The theory of the scheme:
Mentoring for mentees offers the potential for the following:
- Improved reflection skills
- Support for dealing with specific problems
- Developing strategies for dealing with and resolving:
– crises in professional life
– change in ways of thinking and acting
– changes in direction
- Confidence building in decision making
- Improved self-worth and job satisfaction.
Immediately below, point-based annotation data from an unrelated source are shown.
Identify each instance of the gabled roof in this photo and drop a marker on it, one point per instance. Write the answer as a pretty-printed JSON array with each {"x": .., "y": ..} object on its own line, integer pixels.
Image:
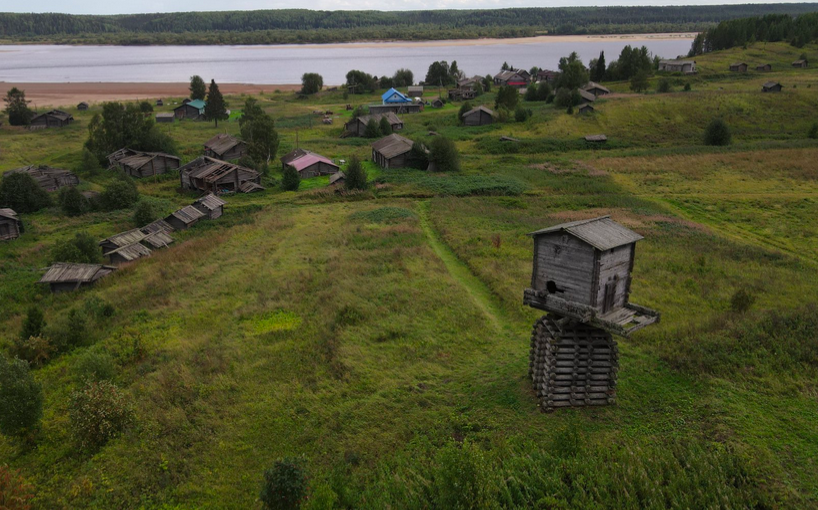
[
  {"x": 222, "y": 143},
  {"x": 392, "y": 145},
  {"x": 63, "y": 272},
  {"x": 602, "y": 233},
  {"x": 211, "y": 202},
  {"x": 394, "y": 96}
]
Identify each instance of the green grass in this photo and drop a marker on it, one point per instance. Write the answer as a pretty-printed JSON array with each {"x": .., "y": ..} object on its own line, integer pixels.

Mentoring for mentors offers the potential for the following:
- Increased motivation and job satisfaction
- Satisfaction for playing a role in developing talent
- Improved relationships with patients, colleagues and family members
- Improved problem-solving abilities
- Improved leadership abilities.
Mentoring for the organisation offers the potential for the following:
- Improved retention
- Improved communication
- Dissemination of values
- Support for recruitment and induction processes and reduced associated costs
- Improved productivity
- Advanced minority groups
- Improved policy implementation.
- Mentoring for patients offers the following:
- Improved health outcomes and a more positive outlook.
Step 2
Consider the three interacting variables:
- What is the context?
- What are the mechanisms?
- What are the outcomes?
And create a logic chain that asks:
What is it about X (context) that gives rise to a causal pathway (mechanism) which leads to Y (outcome)?
Step 3
Formulate appropriate questions to gather data to support the theoretical outcomes and your logic chain and create appropriate data collecting tools, ie, survey, interviews, satisfaction questionnaires, focus groups.
Step 4
Relate the data gathered to the theoretical outcomes and your logic chain, then write your report.
In this way, the realist evaluation process helps identify the parts played in the scheme by the various participants and how these happen.
Realist evaluation is about appreciating the patterns in the linked elements, through contexts, mechanisms and outcomes. Inevitably this is a dynamic process because change is, in itself, dynamic and having a good theory of change within any scheme creates good mentoring practice.